Reform is needed to strengthen California’s water trading market and minimize the impacts of the Sustainable Groundwater Management Act, according to a new report by the Public Policy Institute of California.
Most water sales in California come from the farm sector and the major buyers tend to be cities in the San Joaquin Valley and Southern California, with the latter receiving 15 percent of their supplies from trades. Water sales have also benefited the environment, accounting for 17 percent of the total market flows over the last 35 years. The practice also contributed to keeping farming areas productive and orchards alive during the extreme drought.

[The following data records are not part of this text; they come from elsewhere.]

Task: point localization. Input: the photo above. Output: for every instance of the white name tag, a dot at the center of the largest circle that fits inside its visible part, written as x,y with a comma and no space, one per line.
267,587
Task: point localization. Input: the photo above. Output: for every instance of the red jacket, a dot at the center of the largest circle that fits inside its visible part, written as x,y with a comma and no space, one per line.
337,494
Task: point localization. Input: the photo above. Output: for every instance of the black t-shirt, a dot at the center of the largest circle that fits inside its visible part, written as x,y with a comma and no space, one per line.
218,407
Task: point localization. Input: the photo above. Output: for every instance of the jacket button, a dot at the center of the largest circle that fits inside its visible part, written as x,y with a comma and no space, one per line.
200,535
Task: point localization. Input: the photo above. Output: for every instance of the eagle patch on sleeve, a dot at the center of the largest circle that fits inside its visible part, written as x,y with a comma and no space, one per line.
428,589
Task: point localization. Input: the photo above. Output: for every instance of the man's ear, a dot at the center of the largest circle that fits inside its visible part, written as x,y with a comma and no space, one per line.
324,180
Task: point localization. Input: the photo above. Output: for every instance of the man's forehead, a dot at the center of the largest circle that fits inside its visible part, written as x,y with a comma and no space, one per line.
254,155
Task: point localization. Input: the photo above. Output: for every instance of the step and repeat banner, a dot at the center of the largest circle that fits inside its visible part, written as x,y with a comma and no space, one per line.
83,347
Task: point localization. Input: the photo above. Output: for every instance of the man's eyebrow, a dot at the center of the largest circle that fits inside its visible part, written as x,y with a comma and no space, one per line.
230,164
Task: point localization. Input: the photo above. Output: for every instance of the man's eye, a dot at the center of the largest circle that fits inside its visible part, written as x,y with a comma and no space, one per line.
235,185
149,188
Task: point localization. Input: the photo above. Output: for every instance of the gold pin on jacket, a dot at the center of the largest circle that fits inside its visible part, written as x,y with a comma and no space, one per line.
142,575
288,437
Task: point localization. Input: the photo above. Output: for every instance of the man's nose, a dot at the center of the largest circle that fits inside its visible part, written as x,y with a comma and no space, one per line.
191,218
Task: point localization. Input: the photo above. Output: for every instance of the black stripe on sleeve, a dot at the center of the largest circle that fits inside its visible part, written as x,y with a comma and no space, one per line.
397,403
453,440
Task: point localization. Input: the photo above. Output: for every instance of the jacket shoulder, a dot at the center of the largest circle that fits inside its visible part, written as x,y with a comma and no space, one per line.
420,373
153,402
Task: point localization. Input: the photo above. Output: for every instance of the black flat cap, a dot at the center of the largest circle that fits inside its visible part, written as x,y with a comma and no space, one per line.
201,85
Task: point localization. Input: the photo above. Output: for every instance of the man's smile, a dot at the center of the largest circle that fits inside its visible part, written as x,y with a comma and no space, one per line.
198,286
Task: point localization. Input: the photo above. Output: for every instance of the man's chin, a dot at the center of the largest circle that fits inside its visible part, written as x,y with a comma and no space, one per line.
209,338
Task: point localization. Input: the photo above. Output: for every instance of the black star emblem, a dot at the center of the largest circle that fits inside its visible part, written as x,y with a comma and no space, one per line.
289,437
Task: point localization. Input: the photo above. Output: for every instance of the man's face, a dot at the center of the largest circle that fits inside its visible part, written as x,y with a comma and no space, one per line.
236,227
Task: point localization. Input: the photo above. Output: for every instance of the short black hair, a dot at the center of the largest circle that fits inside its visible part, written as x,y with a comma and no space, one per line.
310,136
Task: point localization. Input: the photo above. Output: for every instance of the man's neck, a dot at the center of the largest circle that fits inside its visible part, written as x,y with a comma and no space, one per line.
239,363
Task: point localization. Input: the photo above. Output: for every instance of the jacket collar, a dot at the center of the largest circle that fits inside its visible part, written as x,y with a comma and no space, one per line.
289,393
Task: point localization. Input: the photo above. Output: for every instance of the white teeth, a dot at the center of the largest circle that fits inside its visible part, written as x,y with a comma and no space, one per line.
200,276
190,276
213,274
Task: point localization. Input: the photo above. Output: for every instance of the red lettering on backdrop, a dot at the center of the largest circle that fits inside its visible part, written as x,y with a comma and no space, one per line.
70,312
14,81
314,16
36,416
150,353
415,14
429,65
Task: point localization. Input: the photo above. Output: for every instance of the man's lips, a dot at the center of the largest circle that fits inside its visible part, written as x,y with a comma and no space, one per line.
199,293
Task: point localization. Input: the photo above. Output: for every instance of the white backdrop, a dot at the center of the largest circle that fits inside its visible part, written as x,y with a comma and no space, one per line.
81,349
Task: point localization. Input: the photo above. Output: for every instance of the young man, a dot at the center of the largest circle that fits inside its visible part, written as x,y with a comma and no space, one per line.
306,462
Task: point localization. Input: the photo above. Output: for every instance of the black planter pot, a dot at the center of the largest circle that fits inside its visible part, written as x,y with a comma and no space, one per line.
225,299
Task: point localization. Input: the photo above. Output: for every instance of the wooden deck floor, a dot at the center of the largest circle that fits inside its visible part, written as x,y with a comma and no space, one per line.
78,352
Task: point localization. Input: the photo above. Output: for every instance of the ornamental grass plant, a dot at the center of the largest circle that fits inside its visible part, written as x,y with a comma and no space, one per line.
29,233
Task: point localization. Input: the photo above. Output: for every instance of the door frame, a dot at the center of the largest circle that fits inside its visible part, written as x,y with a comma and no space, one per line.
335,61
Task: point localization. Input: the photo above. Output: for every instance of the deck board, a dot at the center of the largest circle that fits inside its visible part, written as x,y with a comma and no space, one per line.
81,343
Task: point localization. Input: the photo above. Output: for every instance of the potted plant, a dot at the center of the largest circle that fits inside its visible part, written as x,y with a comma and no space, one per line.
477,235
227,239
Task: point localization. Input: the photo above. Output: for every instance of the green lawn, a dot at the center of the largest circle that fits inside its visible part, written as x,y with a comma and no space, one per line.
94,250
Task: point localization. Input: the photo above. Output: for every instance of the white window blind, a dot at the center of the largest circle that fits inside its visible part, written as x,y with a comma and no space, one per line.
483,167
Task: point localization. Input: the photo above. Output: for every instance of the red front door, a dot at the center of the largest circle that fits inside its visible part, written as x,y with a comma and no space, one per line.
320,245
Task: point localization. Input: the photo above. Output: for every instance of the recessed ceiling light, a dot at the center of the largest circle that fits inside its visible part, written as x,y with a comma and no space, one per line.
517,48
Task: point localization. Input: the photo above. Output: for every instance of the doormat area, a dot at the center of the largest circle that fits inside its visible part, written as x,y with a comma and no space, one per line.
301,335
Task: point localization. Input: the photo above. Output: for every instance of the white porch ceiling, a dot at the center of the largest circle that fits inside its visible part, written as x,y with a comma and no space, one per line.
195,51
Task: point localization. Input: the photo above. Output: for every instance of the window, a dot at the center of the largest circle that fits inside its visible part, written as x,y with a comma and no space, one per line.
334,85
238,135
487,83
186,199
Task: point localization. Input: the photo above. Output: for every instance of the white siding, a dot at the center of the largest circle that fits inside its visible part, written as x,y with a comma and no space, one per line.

Trading is also impacting land values in regions with overdrafted groundwater basins. With SGMA months away from implementation, sales of agricultural land are already correlating with surface water access in the San Joaquin Valley. Daniel Sumner, an agricultural economist at the University of California, Davis, has pointed out that water trading presents a unique opportunity for growers to supplement their income by fallowing acreage on poor farming land and banking groundwater, selling it for profit during dry years.
(chart courtesy PPIC)
But PPIC finds that the market has been mostly flat following large upticks in the 1980s and 1990s, while the regulatory process has grown complex. Most trading — up to 44 percent of sales — occurs in the same county or region. In presenting a report in February on the potential SGMA impacts to the San Joaquin Valley, Ellen Hanak, director of the PPIC Water Policy Center and lead author on both reports, said scaling up water trading within and across groundwater basin boundaries could reduce fallowing and economic impacts by as much as half.
According to the new report, the regulatory process for trading water is “fragmented and inconsistent” and varies by the type of water right, the restrictions from individual irrigation districts and the many groundwater sustainability plans currently being drafted.
The report emphasizes the need for a more centralized and accurate accounting of the water available for trading and to establish caps for sellers that would maintain environmental and legal protections. Another weak point is neglected infrastructure for water conveyance, which would be used for transporting the water trades.
PPIC has appealed to the legislature, state agencies and the governor’s office for a statewide effort to upgrade and streamline the water trading process.